1. Cybercriminals continue to take the path of least resistance
While attackers will continue to employ more sophisticated means to hack into healthcare systems, the dictum still applies that they will take the path of least resistance. “Just like us, cybercriminals try to be efficient,” says Jason Riddle. “If they find an easier way to get into our systems, they’ll take it.”
Verizon has indicated that cloud hacking will be one of the new key ways that cyber criminals enter our systems—stealing credentials and hacking into cloud-based email servers.
2. Mobile as a vector for cybercrime
Verizon also notes that mobile users will be the doorway to social engineering attacks. “Research shows mobile users are more susceptible to phishing, probably because of their user interfaces and other factors. This is also the case for email-based spear phishing and social media attacks.”
3. Healthcare cybercrimes as a public health risk
Due to the resultant impact on human lives after controls are put in place after an attack on a hospital network, cyberattacks should be treated as a threat to public health. Healthcare systems should continue to work together to diagnose issues and share best practices for protecting themselves from ransomware and data breaches.
4. Increased use of data analytics and machine learning
InfoSec will need data science and data analytics competencies to effectively detect and counteract advanced malware powered by AI/ML. Top cybercriminals keep pace as technology advances. To stay ahead, InfoSec will need to double down to keep companies safe by keeping security infrastructure accessible to healthcare institutions.
5. Convenience can’t come at the cost of security
Ultimately, supply and demand will define most structural healthcare changes in the next decade. Growing demands for more convenient, on-demand healthcare will be satisfied by healthcare institutions, at the risk of exposing even more doors to cybercriminals.

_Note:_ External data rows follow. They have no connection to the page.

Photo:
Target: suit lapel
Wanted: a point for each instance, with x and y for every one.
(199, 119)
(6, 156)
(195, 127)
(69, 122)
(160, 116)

6. The rise of ransomware as a result of cyberattack insurance
Despite calls from the FBI and the cybersecurity community, cybercrime may only increase as ransomware attacks result in payment to cybercriminals. As cyberattacks become more and more disruptive, it is likely that more hospital systems will purchase more cyber insurance to protect against attacks. This seems to embolden cybercriminals to continue to use ransomware to demand payments from healthcare institutions that have the protection to pay larger and larger ransoms. Eventually, this cycle must stop.
7. Consumers will demand greater accountability
Data mismanagement increasingly leads to distrust from consumers. As more healthcare data breaches unfold, consumers will begin demanding higher levels of security regarding their personal information. Reputation will matter more and more.
“Informed consumers will demand increasing accountability, integrity, and transparency from their health systems,” writes Christine Walters of PwC.
8. Younger generations will be better equipped to avoid cyber risks
“My exposure to electronic records is very limited. Every year I learn more and get a little more comfortable with it. My daughter, who is in medical school right now, could probably do 10x more with it. With every new generation of doctors coming out of residency, the system is going to get much better,” says Dr. James Botsko, MD.
9. Electronic medical records advanced by 5G
5G technology could revolutionize hospital networks in major metro areas—MPLS or WANS could be replaced with 5G broadband, directly connected to biomedical devices and systems containing PHI.
10. Consumers & industry advocates will demand government intervention to combat cybercriminals acting from safe havens (e.g. Russia, China, etc.)
A theme of modern cybercrime is that technology advances as quickly for malicious actors as for whitehat developers. The 2016 U.S. Presidential election brought attention to the possibility of foreign governments interfering in our business. The coming years will see continued demand for our government to intervene on behalf of businesses and individuals to prevent similar hacking from foreign governments on U.S. citizens and businesses.